ESR 2 – Anna Livia Vørsel
Becoming evident: material knowledge in Swedish post-war housing
Project Description
The PhD project, Becoming Evident: material forms of knowing, looks at the material, economic, bureaucratic and social history of buildings, asking how traces of socio-political and economic conditions are registered and stored in building materials, and how these can be traced through material ‘events’ and ’stutters’. Written within architectural theory, history, and critical studies, it critically addresses knowledge production in architecture, questioning what knowledge has and is given validity (by what actors and systems), and who or what can carry it. The research project engages with several case studies, buildings and sites in Stockholm, Sweden affected by and intermeshed with the financialization of housing in the context of the Swedish welfare state and its recent history of privatization. Through its methodology, the research aims to locate approaches that can make visible how complex and immaterial socio-political and economic structures become materialized: how they sediment into building materials, change indoor environments and move walls.

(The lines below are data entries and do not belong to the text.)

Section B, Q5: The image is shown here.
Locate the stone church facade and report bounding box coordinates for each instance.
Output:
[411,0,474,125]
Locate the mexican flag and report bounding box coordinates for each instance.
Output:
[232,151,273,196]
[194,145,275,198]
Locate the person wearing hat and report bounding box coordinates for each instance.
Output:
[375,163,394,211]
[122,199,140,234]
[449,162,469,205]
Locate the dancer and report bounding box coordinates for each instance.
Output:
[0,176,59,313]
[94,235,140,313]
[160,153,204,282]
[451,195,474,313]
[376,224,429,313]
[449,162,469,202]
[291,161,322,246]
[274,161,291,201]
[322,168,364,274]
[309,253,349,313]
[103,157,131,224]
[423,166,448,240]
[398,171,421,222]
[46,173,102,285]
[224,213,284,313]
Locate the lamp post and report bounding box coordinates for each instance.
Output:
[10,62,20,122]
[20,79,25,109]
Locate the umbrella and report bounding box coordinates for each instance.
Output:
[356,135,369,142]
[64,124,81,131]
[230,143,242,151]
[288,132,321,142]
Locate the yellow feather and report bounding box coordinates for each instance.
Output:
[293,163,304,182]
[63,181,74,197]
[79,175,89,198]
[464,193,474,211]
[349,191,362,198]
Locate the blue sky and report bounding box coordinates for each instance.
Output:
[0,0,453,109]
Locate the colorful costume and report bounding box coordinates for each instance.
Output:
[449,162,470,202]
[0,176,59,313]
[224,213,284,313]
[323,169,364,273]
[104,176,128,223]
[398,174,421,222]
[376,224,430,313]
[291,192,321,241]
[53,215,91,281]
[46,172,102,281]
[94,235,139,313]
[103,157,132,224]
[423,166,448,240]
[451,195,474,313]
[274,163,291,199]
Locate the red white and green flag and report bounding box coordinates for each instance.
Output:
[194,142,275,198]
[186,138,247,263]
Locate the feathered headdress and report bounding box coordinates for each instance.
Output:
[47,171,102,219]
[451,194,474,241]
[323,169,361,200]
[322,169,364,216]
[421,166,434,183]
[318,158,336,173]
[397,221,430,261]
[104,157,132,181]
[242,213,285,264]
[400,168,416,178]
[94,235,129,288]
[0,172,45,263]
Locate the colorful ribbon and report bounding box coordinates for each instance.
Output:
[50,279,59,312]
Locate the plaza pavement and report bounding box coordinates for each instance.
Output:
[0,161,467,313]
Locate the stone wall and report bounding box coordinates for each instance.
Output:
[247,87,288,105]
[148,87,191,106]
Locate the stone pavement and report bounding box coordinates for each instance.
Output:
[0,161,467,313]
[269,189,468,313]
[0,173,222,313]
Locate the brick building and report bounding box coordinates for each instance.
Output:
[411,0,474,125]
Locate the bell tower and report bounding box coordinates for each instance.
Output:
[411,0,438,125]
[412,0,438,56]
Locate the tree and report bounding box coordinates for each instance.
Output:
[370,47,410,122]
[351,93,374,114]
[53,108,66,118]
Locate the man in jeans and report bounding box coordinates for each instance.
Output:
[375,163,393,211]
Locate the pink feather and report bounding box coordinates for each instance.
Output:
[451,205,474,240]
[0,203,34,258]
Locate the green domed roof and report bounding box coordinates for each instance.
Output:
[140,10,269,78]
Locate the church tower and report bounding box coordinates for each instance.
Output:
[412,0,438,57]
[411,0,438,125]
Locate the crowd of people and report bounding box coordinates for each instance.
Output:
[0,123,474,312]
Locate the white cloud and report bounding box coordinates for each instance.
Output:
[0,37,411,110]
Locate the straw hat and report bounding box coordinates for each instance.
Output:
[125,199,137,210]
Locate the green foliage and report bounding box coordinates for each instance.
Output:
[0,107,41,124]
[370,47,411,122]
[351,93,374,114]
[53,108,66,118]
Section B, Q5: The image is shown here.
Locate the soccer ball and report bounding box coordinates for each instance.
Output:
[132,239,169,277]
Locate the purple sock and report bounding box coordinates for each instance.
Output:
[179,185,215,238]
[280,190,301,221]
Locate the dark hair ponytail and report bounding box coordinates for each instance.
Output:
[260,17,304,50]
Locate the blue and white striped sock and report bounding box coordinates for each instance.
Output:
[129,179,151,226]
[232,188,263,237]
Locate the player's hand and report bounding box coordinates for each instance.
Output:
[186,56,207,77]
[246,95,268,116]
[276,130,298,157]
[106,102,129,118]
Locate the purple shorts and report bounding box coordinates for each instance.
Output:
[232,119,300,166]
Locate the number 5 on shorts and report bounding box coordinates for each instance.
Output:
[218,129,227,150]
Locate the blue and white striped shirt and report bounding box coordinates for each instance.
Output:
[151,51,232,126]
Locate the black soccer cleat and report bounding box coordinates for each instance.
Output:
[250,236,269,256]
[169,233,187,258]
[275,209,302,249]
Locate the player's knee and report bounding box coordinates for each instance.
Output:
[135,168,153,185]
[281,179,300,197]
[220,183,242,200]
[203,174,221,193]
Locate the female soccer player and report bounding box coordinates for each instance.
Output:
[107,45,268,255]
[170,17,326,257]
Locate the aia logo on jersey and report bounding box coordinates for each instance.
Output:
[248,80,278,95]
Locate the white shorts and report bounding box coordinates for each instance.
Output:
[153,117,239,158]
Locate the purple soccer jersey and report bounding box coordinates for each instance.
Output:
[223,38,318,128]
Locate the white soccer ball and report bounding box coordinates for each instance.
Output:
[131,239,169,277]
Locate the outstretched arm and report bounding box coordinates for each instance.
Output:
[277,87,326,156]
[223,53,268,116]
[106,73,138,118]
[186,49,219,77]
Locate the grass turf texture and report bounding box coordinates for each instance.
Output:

As a tool for unpacking the evidential capacities of materials, the research applies artist and researcher Susan Schuppli’s operative concept of the Material Witness: “an exploration of the evidential role of matter as registering external events as well as exposing the practices and procedures that enable such matter to bear witness.” As methods for interrogating the many intercrossing actors, elements and stories embedded into the history of buildings, the research looks to Histoire Croisée and ‘entangled (architectural) histories’. The research will take the form of a monograph, using considerations of ‘writing as practice’, storytelling and speculative narration in situating myself as researcher and historian against the work, and critically reflecting on its production. The PhD research is part of the Marie Sklodowska-Curie Action project ‘TACK / Communities of Tacit Knowledge: Architecture and its Ways of Knowing’.